Colorado Springs leaders are negotiating with a company that promises to provide more economical ambulance services, but Priority Ambulance has two leaders who also led three similar companies that went bankrupt in five years.
The failed ventures left scores of cities without ambulance services, required millions of dollars in aid from local governments and left thousands of people jobless.
Colorado Springs notified Priority last week that it was the top choice for the new contract, said company Chief Growth Officer Glenn Leland.
The Knoxville, Tenn.-based Priority is among the five biggest such companies in the nation, Leland said, and has a flawless reputation.
But Priority CEO Bryan Gibson has been in at least two deals that fell through.
Gibson was chief operating officer of Rural/Metro Corp. when it signed a $375 million contract with Santa Clara County, Calif., in 2010, the San Jose Mercury News reported.
The county had dropped its contract with American Medical Response, just as Colorado Springs leaders are considering doing now.
Gibson resigned from Rural/Metro at the end of June 2011, and the company's contract with the county started in July.
Rural/Metro almost immediately failed to meet its required response times, the Mercury News reported.
County Executive Jeff Smith said the company was losing up to $10 million a year on the contract.
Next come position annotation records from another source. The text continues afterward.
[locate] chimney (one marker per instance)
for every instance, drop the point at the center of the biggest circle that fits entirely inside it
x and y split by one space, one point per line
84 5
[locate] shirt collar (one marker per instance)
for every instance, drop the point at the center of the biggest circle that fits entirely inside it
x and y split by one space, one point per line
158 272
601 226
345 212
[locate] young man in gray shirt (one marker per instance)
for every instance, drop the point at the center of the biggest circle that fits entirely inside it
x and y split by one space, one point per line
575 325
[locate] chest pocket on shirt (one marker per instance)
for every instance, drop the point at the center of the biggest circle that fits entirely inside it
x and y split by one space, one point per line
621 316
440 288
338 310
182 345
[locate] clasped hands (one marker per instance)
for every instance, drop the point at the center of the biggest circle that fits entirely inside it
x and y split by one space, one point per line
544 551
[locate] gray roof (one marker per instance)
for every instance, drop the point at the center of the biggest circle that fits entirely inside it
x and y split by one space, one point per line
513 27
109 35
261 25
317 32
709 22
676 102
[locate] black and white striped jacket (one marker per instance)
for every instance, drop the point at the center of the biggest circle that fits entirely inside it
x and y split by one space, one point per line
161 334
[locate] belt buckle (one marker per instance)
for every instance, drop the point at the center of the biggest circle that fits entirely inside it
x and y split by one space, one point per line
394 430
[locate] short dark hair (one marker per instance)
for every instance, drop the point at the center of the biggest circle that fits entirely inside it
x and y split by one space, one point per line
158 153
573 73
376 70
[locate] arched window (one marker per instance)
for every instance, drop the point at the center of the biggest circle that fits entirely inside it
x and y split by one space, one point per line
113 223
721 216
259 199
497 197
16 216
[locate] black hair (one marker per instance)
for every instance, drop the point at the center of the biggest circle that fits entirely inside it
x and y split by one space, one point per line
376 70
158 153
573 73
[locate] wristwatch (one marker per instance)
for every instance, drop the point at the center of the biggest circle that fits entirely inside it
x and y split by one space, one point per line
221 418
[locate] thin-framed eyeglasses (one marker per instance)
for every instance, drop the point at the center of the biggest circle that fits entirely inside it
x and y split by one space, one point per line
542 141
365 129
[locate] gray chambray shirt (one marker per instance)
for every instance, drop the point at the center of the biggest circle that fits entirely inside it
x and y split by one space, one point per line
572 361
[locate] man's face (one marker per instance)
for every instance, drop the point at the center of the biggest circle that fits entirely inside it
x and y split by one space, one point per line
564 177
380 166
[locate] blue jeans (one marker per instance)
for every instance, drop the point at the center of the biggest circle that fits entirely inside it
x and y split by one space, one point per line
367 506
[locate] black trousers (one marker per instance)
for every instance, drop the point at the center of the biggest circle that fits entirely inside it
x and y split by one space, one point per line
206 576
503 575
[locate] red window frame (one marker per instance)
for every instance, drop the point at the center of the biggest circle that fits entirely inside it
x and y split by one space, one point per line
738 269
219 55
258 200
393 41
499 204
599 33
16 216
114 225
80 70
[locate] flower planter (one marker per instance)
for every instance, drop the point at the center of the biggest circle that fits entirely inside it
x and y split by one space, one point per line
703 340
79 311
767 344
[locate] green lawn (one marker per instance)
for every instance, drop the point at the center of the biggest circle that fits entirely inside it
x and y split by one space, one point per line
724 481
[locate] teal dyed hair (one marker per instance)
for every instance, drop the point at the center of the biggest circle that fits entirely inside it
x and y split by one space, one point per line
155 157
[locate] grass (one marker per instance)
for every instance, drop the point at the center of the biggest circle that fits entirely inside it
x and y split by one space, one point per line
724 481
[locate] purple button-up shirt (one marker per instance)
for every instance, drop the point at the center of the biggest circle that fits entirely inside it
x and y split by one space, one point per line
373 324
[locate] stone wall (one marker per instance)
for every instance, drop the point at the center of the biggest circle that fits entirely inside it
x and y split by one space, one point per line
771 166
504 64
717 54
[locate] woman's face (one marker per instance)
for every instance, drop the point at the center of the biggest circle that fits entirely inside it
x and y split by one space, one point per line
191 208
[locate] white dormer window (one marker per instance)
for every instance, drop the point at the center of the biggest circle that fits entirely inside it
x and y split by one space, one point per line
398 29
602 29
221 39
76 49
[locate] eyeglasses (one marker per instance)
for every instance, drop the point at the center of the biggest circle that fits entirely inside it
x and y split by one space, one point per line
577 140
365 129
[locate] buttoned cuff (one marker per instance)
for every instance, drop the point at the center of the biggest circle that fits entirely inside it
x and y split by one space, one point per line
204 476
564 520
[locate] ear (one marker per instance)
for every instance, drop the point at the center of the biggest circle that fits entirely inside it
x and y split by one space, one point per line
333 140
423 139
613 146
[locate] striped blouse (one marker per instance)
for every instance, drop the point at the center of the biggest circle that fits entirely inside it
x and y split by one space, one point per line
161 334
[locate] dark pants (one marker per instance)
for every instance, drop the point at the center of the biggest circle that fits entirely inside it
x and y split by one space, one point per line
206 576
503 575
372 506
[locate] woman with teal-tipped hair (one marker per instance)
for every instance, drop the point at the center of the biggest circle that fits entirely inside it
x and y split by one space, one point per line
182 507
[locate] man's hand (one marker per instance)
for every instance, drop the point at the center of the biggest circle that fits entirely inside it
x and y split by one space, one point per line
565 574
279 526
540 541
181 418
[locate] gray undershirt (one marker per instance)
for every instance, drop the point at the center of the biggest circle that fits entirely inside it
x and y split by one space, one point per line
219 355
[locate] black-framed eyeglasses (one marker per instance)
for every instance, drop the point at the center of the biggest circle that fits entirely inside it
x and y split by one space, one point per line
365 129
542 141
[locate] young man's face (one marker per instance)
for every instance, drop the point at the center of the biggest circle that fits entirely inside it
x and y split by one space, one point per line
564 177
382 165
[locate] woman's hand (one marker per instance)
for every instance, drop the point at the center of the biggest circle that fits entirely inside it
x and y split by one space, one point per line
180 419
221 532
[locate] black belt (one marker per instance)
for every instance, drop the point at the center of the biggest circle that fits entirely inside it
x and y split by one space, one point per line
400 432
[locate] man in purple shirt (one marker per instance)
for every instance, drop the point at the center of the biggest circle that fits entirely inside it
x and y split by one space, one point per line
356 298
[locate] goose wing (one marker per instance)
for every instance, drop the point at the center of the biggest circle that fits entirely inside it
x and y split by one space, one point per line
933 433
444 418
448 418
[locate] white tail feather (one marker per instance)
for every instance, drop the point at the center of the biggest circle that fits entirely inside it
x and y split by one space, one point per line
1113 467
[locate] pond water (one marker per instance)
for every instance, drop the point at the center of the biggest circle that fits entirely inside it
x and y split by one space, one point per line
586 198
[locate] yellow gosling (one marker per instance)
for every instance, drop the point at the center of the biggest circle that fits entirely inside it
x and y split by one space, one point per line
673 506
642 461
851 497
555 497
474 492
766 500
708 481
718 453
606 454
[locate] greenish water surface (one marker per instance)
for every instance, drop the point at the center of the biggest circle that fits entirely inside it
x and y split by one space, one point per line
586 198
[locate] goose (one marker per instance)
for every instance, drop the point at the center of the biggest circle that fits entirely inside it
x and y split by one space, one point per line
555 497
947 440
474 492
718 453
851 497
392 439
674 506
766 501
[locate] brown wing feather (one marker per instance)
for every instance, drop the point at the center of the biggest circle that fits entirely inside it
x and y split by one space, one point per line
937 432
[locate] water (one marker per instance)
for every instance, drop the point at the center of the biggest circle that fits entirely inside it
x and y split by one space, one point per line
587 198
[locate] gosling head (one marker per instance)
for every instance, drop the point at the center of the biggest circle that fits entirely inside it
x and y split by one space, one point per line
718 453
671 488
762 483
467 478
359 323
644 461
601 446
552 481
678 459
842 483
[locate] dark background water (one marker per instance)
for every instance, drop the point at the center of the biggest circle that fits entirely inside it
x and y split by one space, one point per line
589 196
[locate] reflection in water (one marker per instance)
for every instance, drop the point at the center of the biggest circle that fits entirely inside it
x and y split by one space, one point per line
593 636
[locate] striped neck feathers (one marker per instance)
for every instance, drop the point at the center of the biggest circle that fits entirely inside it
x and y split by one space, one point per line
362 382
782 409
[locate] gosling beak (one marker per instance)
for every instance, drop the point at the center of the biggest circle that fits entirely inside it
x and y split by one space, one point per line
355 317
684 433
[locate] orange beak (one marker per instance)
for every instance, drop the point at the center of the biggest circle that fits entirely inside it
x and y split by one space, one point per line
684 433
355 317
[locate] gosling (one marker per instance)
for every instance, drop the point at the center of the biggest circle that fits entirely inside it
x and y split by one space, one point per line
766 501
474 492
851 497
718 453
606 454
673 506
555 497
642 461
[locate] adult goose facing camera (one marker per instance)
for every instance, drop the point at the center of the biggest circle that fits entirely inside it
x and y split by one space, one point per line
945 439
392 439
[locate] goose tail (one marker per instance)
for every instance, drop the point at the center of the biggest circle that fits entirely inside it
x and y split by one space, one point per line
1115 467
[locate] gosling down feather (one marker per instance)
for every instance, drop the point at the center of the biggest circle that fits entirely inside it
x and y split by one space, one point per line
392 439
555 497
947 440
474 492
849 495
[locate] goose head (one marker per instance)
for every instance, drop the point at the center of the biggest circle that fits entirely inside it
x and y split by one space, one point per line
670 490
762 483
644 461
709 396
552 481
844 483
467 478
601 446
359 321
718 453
So the county reduced fees and cut other requirements, saving Rural/Metro about $15 million, Smith said.
"It's hard to know why they gave us an unrealistic bid," he said. "Was it just a mistake on their part? Did they not have information that came to light until later? Did they have an intention to be a loss leader for a while so they could get into the market? Or was it simply a lack of competence?"
Gibson could not be reached for comment.
He took over as CEO of First Med EMS, based in Wilmington, N.C., in 2013, Priority's website says.
Gibson's job there lasted less than four months. He left just before First Med abruptly closed in December 2013, leaving patients in more than 70 cities without service and costing about 2,000 employees their jobs, report NBC News and the Wilmington Star News.
In 2014, Gibson joined a new team that founded Priority, according to the company's website.
Leland said he was CEO of TransCare EMS on the East Coast from 2015 to early 2016.
"I was recruited to turn around the company, which was in significant strain at the time," he said.
TransCare had financial struggles and ultimately couldn't replace ambulances or pay employees, say New York Times reports.
Emergency workers reportedly were pressured by supervisors to take supplies from hospitals without approval.
"It became a company too broken to fix," Leland said.
The company closed in February 2016. Leland said he resigned a month earlier - the third CEO to leave in four months, reports The Times.
The closure left hundreds of thousands of East Coast residents without ambulance service, 2,500 workers without jobs and many employees cut loose without a final paycheck, report the New York Daily News and the Journal News of White Plains, N.Y.
In California, county executive Smith said if he could start over, he wouldn't sign with the company. Nor would he stay with AMR.
Colorado Springs should scrutinize market factors, including the payment process for patients and insurers, he said. But that information might be difficult to find with such a young company.
Leland wouldn't detail Priority's collection data, but he said the company employs a "very strong billing operation." The company operates in 10 states with about 2,000 employees and has replaced AMR in three markets over the past year, he said.
While concerns have been raised before, he said, Priority "has a perfect record of compliance in all of its existing contracts and all the contracts throughout the life of the company."
If a threat of service interruption looms, Colorado Springs is contractually allowed to take over ambulance service, Leland said.
Priority also would pay the city $3 million to cover costs if the company fails to meet its obligations, city spokeswoman Jamie Fabos said.
AMR has provided city ambulance services for more than a decade, but its contract expires at the end of 2018, Fabos said.
Three companies responded to the city's January request for new bids. A committee ranked them on project approach, organizational background and qualifications and experience, she said.
Specifics on the bids won't be released until a contract is signed.